«Pode acontecer que a forma como as coisas andam, seja
mais bem apreendida numa miniatura do modelo global, por exemplo num país
pequeno onde as taras do capitalismo se expõem às claras. Tomemos o caso de
Portugal, situado nas margens da Europa, longe dos territórios em conflito e do
ruído de botas. País onde a triunfante democracia representativa não esconde
uma corrupção maciça que atinge as instituições, da mais pequena câmara
municipal financiada pelo capitalismo predador (incluindo financeiros
ucranianos e russos) às corrompidas forças armadas que vendem o seu armamento
no mercado negro e aos políticos corruptos que se reproduzem por geração
espontânea. País onde a comunidade de proletários imigrantes ucranianos
ultrapassa as 30.000 pessoas e onde a política de fronteiras assassinou a
sangue-frio, no aeroporto de Lisboa, uma dessas pessoas, Ihor Homenyuk, durante
um banal controlo de documentos. / País onde ainda há pouco o Ministério do
Interior fornecia aos funcionários russos em Lisboa os dados pessoais dos raros
exilados que manifestavam diante da sua embaixada, em protesto contra o regime.

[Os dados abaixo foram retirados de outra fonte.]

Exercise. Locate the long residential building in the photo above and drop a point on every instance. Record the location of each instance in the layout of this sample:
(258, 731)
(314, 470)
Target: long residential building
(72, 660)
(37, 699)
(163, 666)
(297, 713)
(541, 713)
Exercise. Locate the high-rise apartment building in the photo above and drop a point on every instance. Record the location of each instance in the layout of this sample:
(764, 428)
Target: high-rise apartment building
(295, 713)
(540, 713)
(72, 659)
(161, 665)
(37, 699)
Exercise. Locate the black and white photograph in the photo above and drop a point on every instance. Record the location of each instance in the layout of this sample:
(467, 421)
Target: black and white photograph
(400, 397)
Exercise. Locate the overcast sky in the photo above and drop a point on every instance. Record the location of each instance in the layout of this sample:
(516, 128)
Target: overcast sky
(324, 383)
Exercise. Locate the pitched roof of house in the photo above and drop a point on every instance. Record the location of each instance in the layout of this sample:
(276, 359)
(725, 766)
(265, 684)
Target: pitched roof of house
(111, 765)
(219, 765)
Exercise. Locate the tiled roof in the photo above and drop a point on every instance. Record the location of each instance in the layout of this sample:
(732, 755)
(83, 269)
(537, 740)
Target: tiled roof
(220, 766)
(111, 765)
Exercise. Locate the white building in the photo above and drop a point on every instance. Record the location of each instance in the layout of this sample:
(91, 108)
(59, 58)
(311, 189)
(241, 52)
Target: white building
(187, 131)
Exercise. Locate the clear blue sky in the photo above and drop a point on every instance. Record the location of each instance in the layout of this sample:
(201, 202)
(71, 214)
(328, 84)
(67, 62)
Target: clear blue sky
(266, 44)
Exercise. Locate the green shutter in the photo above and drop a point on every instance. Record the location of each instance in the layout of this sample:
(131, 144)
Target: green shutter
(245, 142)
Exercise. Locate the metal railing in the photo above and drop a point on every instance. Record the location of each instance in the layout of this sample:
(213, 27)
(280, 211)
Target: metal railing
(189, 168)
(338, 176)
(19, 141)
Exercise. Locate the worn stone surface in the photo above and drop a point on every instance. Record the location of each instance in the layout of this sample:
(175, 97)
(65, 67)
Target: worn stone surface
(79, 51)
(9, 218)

E onde, como por toda a parte, a invasão da Ucrânia pelo regime de Putin
desencadeou um ruidoso cortejo de choros, protestos e afirmações de
solidariedade com o povo ucraniano, ou seja, onde, como por toda a parte, a
hipocrisia avança disfarçada de virtude. Para coroar tudo isto, houve aqui o
extraordinário «caso Abramovitch». O conhecidíssimo multimilionário russo,
comprador de clubes de futebol — excelentes passadiços para o branqueamento de
dinheiro sujo — tornou-se português graças a um dos Visas Gold que desde há
alguns anos são vendidos pelo governo do PS para ajudar a encher os cofres do
Estado em troca de um «investimento» no sector imobiliário. É assim que
milhares de personagens da mesma laia compram sem cessar palacetes, hotéis de
luxo, vivendas urbanas, vinhedos famosos: russos, brasileiros, ucranianos,
chineses, sauditas, estado-unidenses e até franceses ávidos de sol barato. O
país salda os seus bens. / (…) Esta curta digressão serve de introdução. Ao
contrário da guerra, o ridículo e a indignidade não matam. Mas termos consciência
disso ajuda-nos a ganhar um pouco de altura para afrontarmos o inumano; para
nos demarcarmos um pouco da estupidez e da mediocridade dos que nos arrastam
para o abismo.»
Charles Reeve, introdução do artigo “Contra a Mortífera
Trindade do Nacionalismo, da Guerra e do Capitalismo”. Na revista “Flauta de
Luz”, n.º 9.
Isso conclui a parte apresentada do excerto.